Mientras acompañaba a Tina a casa después de la vista, Fred Hendin tenía el siniestro presentimiento de que tal vez no iba a poder llevar la cabeza bien alta nunca más. No se le había escapado el hecho de que los espectadores lo comparaban con aquel gigoló de Scott Covey. Fred sabía que Covey era un hipócrita con mucha labia, pero eso no quitaba que Tina hubiera reconocido que lo había estado persiguiendo todo el invierno.
Cuando le tocó declarar, hizo todo lo que pudo para ayudarla, y la decisión del juez demostraba que no creía que la aventura entre Tina y Covey tuviera nada que ver con la muerte de Vivian Carpenter.
Fred conocía a Tina mejor de lo que ella se conocía a sí misma. Durante el descanso le había echado un par de miradas a Covey en el pasillo. La expresión de sus ojos no engañaba. Hasta un ciego se habría dado cuenta de que todavía estaba loca por él.
—Estás muy callado, Freddie —dijo Tina cogiéndolo del brazo.
—Eso parece.
—Me alegro de que por fin haya terminado todo esto.
—Yo también.
—Voy a ver si consigo unos días de vacaciones y me voy a ver a mi hermano. Estoy harta de que la gente hable de mí.

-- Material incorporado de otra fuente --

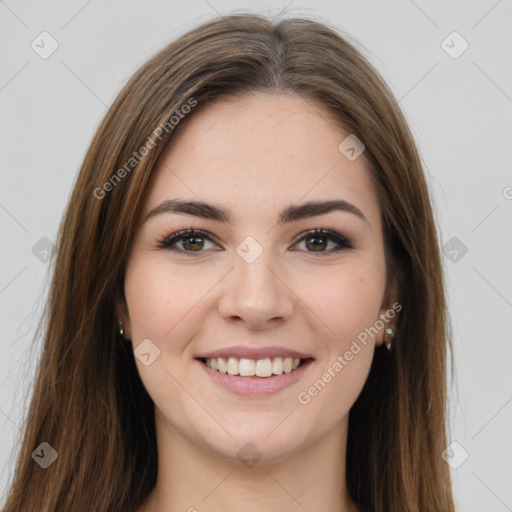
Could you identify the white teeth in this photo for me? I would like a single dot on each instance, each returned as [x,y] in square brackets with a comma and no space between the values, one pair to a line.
[250,367]
[233,366]
[277,365]
[247,367]
[264,367]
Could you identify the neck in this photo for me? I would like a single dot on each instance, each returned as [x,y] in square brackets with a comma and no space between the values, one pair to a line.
[196,480]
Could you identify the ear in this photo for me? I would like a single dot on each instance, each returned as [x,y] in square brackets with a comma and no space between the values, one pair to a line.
[123,318]
[389,311]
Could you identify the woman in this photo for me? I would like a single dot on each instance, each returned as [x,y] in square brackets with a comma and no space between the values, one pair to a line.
[247,309]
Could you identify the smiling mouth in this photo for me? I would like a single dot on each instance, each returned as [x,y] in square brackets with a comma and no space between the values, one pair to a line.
[267,367]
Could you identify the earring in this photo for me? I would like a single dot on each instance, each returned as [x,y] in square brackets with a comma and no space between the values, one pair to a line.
[389,334]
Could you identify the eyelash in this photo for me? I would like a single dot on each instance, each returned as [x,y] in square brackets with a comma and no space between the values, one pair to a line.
[169,242]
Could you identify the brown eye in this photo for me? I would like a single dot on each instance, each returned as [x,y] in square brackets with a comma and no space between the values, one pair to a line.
[316,243]
[324,242]
[189,242]
[192,243]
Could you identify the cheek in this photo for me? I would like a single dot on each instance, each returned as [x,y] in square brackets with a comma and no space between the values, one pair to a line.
[161,299]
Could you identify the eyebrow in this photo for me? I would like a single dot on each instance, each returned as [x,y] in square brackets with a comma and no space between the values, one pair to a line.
[289,214]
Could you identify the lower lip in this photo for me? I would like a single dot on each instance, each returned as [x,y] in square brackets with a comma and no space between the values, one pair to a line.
[256,386]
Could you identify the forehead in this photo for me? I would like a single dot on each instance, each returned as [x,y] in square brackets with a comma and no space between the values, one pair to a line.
[259,152]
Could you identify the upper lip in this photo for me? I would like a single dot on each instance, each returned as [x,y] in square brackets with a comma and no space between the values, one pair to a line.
[241,352]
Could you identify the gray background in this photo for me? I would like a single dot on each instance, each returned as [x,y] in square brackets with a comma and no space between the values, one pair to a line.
[459,110]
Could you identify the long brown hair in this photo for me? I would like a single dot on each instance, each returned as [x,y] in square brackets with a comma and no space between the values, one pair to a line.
[89,403]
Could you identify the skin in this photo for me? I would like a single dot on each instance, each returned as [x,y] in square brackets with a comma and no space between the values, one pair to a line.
[255,155]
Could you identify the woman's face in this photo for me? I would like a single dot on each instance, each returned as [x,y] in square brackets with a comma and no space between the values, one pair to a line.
[253,292]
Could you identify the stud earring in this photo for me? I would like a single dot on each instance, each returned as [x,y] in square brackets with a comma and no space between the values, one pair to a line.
[389,334]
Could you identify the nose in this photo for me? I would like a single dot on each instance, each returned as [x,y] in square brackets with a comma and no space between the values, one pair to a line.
[256,294]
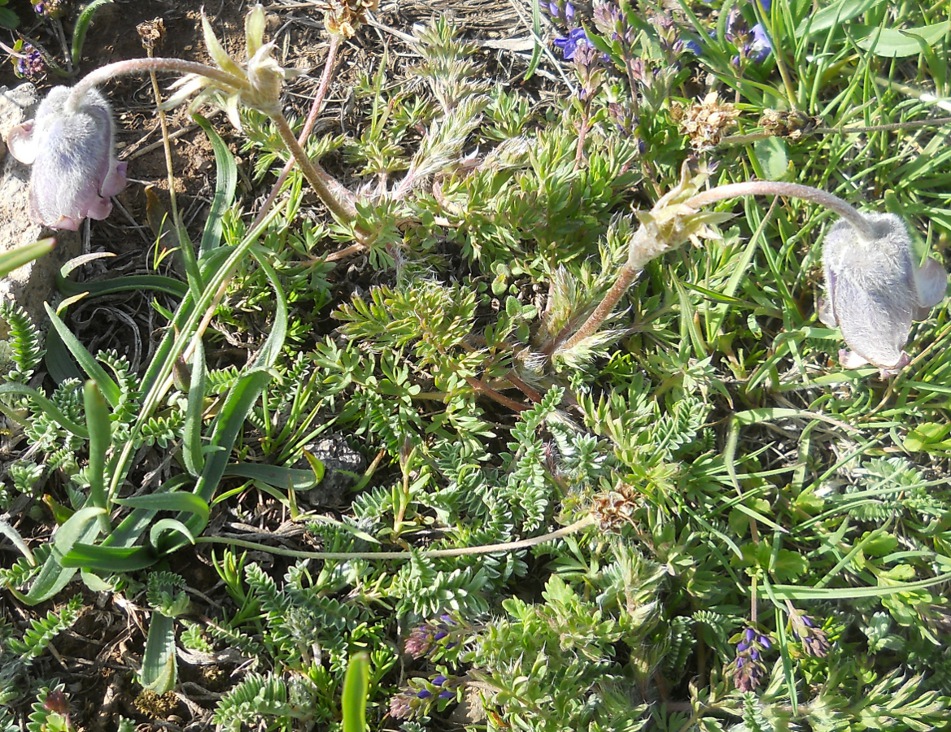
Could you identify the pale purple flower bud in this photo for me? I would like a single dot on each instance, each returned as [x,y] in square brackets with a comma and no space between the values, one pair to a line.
[74,166]
[875,290]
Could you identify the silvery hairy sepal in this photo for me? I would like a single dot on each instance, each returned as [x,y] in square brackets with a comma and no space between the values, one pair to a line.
[75,170]
[257,83]
[875,289]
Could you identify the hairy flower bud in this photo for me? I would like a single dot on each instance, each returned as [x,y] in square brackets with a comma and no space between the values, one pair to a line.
[875,290]
[74,166]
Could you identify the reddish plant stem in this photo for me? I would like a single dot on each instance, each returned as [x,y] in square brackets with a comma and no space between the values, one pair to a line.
[309,123]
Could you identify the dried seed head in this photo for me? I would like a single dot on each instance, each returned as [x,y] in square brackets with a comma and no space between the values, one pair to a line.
[151,33]
[706,122]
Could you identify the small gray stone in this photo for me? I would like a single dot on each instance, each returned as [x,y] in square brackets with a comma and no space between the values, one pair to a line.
[340,463]
[31,285]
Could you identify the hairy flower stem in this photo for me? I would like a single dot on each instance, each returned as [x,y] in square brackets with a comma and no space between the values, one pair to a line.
[790,190]
[459,552]
[337,198]
[309,123]
[632,268]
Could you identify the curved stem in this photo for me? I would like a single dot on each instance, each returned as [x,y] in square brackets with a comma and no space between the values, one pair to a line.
[309,123]
[139,65]
[337,198]
[461,551]
[794,190]
[601,313]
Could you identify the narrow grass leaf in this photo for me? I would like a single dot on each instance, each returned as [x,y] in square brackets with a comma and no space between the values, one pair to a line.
[82,25]
[833,16]
[108,387]
[180,501]
[288,479]
[45,406]
[898,43]
[225,184]
[159,670]
[109,560]
[24,254]
[166,526]
[192,454]
[356,684]
[100,439]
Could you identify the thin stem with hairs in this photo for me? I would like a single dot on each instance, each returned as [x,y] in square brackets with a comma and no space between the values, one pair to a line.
[458,552]
[632,268]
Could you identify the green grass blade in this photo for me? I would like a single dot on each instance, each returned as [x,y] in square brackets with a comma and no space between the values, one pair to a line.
[45,406]
[82,25]
[100,439]
[227,426]
[225,184]
[192,453]
[278,476]
[165,527]
[132,283]
[108,387]
[17,257]
[109,560]
[179,501]
[159,669]
[356,684]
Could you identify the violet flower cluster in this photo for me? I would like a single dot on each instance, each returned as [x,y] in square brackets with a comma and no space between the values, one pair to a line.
[71,149]
[421,695]
[443,631]
[749,669]
[30,63]
[813,639]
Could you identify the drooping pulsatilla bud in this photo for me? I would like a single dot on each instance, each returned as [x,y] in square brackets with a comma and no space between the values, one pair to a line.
[875,289]
[74,166]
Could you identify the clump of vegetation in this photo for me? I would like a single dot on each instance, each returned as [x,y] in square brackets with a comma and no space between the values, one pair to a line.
[619,476]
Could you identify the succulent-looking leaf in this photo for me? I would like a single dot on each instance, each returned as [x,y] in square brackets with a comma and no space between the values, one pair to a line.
[875,289]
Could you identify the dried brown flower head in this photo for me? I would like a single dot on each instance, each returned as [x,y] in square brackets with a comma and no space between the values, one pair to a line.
[788,124]
[344,17]
[151,33]
[706,122]
[615,509]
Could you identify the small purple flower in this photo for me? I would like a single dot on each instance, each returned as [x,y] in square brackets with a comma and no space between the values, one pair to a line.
[30,63]
[814,641]
[560,10]
[75,171]
[569,44]
[423,638]
[690,45]
[749,669]
[760,47]
[401,706]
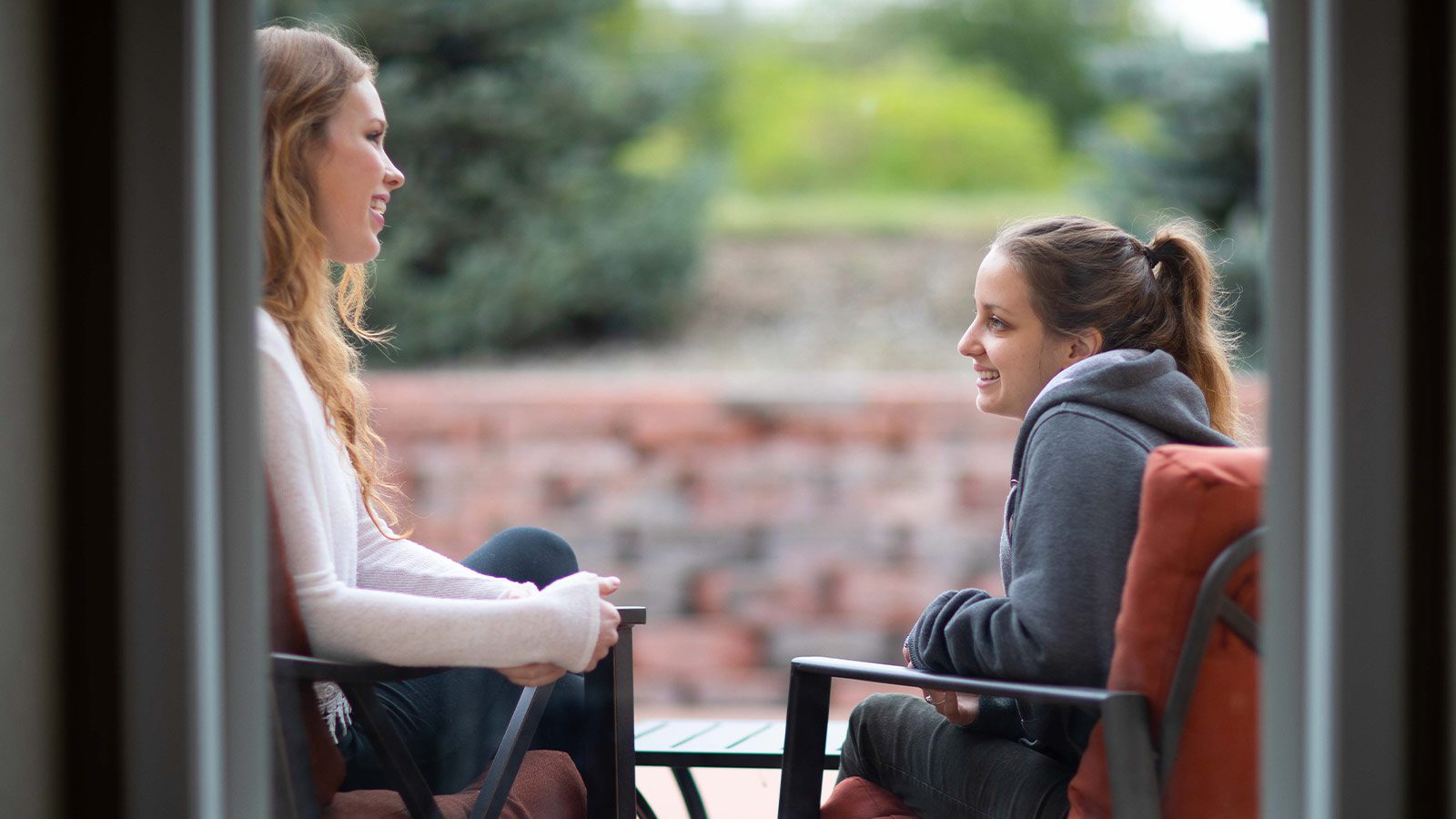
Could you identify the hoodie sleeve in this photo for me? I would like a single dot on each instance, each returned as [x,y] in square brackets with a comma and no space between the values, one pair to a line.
[1070,538]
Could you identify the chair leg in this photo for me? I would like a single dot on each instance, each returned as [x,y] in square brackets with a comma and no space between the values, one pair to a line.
[692,800]
[1132,763]
[804,745]
[293,780]
[497,785]
[611,758]
[644,809]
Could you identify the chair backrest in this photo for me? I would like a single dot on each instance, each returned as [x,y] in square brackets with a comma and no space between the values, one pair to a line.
[1196,503]
[325,763]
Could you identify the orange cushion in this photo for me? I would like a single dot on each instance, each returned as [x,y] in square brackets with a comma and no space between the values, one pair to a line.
[1196,501]
[546,787]
[856,797]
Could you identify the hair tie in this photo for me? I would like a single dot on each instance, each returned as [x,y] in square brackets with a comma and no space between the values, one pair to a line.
[1155,257]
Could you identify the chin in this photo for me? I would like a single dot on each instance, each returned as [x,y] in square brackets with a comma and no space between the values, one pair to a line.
[363,254]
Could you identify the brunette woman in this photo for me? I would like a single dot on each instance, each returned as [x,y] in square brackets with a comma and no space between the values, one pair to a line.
[1106,347]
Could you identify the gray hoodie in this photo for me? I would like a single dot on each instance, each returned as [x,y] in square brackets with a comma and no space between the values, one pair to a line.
[1069,526]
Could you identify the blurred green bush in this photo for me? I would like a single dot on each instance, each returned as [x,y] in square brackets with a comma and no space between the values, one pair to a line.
[521,223]
[897,126]
[1183,138]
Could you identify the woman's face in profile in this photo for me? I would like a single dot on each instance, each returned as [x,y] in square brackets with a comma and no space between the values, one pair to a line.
[354,177]
[1014,353]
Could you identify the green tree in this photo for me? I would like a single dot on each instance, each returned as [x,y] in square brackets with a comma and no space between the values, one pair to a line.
[1184,138]
[521,223]
[1043,47]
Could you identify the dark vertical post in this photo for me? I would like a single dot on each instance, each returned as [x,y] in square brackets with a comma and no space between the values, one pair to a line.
[1130,761]
[611,760]
[29,586]
[1429,401]
[804,745]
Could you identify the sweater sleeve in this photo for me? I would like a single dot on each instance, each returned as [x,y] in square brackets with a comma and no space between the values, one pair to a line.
[557,625]
[1070,538]
[405,566]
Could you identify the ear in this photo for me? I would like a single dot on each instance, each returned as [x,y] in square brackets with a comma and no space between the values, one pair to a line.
[1084,344]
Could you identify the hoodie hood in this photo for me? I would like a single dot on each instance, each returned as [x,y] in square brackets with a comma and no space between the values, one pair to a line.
[1140,385]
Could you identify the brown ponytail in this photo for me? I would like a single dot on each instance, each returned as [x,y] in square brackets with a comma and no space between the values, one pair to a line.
[1084,273]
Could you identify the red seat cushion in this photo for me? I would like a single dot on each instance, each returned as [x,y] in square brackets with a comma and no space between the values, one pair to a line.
[861,799]
[1196,501]
[546,787]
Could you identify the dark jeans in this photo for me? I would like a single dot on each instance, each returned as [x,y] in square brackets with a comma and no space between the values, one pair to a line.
[451,722]
[945,771]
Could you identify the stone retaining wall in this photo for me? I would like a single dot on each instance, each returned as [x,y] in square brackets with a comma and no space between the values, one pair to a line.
[757,518]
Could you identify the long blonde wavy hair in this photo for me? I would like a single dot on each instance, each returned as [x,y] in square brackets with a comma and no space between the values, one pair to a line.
[305,77]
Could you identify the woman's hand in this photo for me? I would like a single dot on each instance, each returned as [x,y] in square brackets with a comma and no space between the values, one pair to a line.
[608,632]
[533,675]
[958,710]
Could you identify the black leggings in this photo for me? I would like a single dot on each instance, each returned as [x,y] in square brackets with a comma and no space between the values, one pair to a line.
[451,722]
[944,771]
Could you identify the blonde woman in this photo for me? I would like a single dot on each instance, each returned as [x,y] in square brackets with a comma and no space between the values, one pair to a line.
[516,611]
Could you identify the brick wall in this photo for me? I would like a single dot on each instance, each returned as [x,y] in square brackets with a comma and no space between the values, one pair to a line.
[757,516]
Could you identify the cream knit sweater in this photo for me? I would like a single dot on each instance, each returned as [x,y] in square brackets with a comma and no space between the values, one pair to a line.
[370,598]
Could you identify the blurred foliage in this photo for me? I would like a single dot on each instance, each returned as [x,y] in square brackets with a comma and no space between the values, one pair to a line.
[524,220]
[902,124]
[1041,47]
[1183,138]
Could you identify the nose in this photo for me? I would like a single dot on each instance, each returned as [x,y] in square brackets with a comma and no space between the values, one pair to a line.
[970,344]
[393,177]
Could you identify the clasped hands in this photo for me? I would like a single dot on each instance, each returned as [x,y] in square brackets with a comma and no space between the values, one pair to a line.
[533,675]
[958,710]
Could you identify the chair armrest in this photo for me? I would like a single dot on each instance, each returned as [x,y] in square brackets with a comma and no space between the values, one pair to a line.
[917,678]
[1132,760]
[317,669]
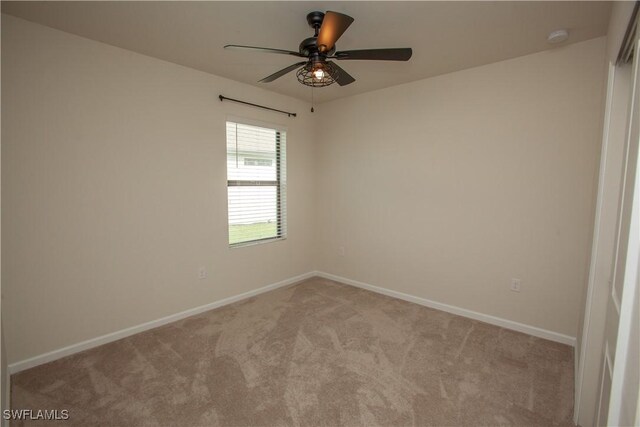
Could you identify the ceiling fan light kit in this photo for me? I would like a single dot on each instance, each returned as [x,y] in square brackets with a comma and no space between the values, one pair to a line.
[317,70]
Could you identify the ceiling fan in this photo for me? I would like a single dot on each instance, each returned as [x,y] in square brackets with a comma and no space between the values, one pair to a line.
[317,70]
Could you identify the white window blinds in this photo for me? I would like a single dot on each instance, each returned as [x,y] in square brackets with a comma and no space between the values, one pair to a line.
[256,183]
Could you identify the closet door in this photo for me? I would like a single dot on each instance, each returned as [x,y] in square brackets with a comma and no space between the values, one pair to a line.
[618,403]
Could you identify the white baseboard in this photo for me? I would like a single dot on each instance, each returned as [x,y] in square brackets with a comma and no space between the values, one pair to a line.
[504,323]
[104,339]
[114,336]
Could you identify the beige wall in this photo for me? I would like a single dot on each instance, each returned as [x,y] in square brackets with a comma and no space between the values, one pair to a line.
[113,167]
[114,189]
[449,187]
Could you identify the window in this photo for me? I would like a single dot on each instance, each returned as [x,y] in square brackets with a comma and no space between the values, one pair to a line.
[257,162]
[256,183]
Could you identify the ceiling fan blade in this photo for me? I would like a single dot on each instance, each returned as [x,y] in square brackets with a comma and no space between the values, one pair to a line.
[399,54]
[333,26]
[339,75]
[282,72]
[264,50]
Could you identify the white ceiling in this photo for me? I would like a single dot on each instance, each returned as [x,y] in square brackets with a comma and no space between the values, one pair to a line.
[445,36]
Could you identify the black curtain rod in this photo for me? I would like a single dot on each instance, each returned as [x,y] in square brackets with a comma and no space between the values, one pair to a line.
[222,98]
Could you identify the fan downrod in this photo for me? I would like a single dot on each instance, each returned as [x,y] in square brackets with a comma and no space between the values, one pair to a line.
[315,20]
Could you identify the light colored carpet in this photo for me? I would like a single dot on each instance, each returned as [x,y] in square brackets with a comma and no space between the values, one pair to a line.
[317,353]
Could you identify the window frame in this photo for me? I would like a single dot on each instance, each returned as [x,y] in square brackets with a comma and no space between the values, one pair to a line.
[281,229]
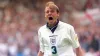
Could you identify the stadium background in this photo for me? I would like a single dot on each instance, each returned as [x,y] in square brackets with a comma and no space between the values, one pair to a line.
[20,20]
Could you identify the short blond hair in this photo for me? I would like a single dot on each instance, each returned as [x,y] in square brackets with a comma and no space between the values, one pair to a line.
[52,5]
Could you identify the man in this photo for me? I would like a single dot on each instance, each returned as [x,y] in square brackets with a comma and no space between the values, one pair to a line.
[57,38]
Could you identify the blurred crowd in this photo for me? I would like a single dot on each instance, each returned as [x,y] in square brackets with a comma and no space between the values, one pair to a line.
[21,19]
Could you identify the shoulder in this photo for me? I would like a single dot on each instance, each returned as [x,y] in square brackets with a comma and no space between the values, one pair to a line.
[42,28]
[65,25]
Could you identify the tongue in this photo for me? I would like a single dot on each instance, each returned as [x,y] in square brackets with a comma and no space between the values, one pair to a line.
[50,18]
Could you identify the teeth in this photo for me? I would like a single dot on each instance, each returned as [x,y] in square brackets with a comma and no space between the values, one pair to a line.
[50,18]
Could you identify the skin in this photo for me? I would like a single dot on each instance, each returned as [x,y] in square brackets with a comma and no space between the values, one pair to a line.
[49,12]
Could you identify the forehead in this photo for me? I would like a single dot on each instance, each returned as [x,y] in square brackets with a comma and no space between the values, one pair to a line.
[50,8]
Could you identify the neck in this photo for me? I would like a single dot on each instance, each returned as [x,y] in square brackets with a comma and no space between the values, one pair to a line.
[52,25]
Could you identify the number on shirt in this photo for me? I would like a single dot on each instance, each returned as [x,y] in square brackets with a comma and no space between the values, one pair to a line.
[54,50]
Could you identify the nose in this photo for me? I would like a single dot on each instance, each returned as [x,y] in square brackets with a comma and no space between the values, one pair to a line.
[49,13]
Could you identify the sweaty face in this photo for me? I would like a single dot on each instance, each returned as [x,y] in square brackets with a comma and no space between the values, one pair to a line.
[51,15]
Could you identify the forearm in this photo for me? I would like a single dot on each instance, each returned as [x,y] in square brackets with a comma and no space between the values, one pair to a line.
[40,53]
[79,52]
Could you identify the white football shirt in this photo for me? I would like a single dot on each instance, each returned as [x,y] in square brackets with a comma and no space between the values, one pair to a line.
[61,42]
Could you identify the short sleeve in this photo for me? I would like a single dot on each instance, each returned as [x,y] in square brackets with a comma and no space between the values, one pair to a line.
[74,38]
[40,42]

—No me extraña, pero Colorado está muy lejos si sólo quieres irte de aquí.
—No está tan lejos. Unas cinco horas desde el aeropuerto de Logan. —Apoyó la cabeza en su hombro—. Freddie, lo que me apetece ahora es irme a casa y echarme. ¿Te importa?
—No.
—Pero mañana por la noche cenaremos bien. Hasta te prepararé la cena.
Fred era consciente de las ganas que tenía de acariciar el reluciente cabello oscuro que caía sobre su camisa. «Me vuelves loco —pensó—. Eso no cambiará».
—No hace falta que cocines tú —dijo—, pero puedes prepararme una copa. Pasaré a las seis.